The corporate mentioned that it’s providing a waitlist to hitch what it calls “Gen 2” of text-to-video AI, after providing the same waitlist for its first, easier text-to-video instruments that use a real-world scene as a mannequin.
When AI artwork emerged final 12 months, it used a text-to-image mannequin. A consumer would enter a textual content immediate describing the scene, and the software would try to create a picture utilizing what it knew of real-world “seeds,” creative kinds and so forth. Companies like Midjourney carry out these duties on a cloud server, whereas Secure Diffusion and Secure Horde make the most of related AI fashions operating on dwelling PCs.

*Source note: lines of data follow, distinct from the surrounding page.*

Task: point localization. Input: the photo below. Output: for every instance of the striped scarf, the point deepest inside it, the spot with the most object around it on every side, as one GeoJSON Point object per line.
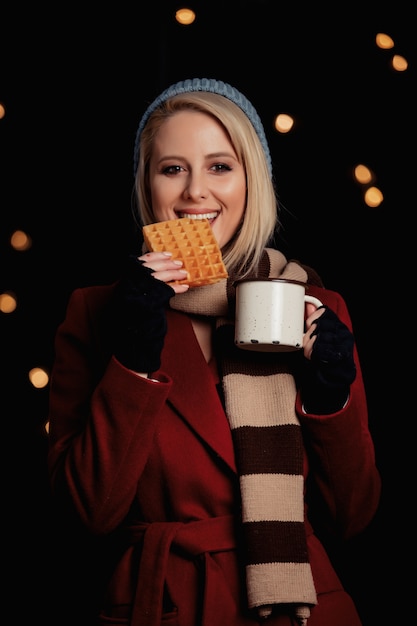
{"type": "Point", "coordinates": [259, 394]}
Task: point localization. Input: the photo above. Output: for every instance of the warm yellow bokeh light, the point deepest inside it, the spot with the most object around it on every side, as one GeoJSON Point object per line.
{"type": "Point", "coordinates": [373, 197]}
{"type": "Point", "coordinates": [38, 377]}
{"type": "Point", "coordinates": [363, 174]}
{"type": "Point", "coordinates": [384, 41]}
{"type": "Point", "coordinates": [20, 240]}
{"type": "Point", "coordinates": [185, 16]}
{"type": "Point", "coordinates": [8, 302]}
{"type": "Point", "coordinates": [283, 123]}
{"type": "Point", "coordinates": [399, 63]}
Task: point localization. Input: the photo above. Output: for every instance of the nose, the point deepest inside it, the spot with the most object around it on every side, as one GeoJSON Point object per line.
{"type": "Point", "coordinates": [196, 187]}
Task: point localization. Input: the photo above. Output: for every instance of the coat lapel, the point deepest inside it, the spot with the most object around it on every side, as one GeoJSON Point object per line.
{"type": "Point", "coordinates": [194, 395]}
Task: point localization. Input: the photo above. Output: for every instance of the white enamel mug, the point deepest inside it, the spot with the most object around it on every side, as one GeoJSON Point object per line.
{"type": "Point", "coordinates": [270, 314]}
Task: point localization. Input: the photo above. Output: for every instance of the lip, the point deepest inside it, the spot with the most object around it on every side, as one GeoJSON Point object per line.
{"type": "Point", "coordinates": [198, 215]}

Textual content-to-video, nonetheless, is the following step. There are numerous methods of undertaking this: Pollinations.ai has gathered just a few fashions which you’ll be able to check out, one among which merely takes just a few associated scenes and constructs an animation stringing them collectively. One other merely creates a 3D mannequin of a picture and permits you to zoom round.
Runway takes a distinct method. The corporate already presents AI-powered video instruments: inpainting to take away objects from a video (versus a picture), AI-powered bokeh, transcripts and subtitles, and extra. The primary technology of its text-to-video instruments allowed you to assemble a real-world scene, then use it as a mannequin to overlay a text-generated video on prime of it. That is usually executed as a picture, the place you might take a photograph of a Golden Retriever and use AI to remodel the photograph into a photograph of a Doberman, for instance.
That was Gen 1. Runway’s Gen 2, as the corporate tweeted, can use present photographs or movies as a base. However the know-how can even utterly auto-generate a brief video clip from a textual content immediate and nothing extra.
As Runway’s tweet signifies, the clips are each brief (only a few seconds at most), awfully grainy, and suffers from a low body fee. It’s not clear when Runway will launch the mannequin for early entry or common entry, both. However the examples on the Runway Gen 2 web page do present all kinds of video prompts: pure text-to-video AI, textual content+picture to video, and so forth. It seems that the extra enter you give the mannequin, the higher your luck. Making use of a video “overlay” over an present object or scene appeared to supply the smoothest video and highest decision.
Runway already presents a $12/mo “Customary” plan that permits for limitless video tasks. However sure instruments, comparable to really coaching your individual portrait or animal generator, require an extra $10 price. It’s unclear what Runway will cost for its new mannequin.
What Runway does display, nonetheless, is that in just a few brief months, we’ve moved from text-to-image AI artwork into text-to-video AI artwork… and all we will do is shake our heads in amazement.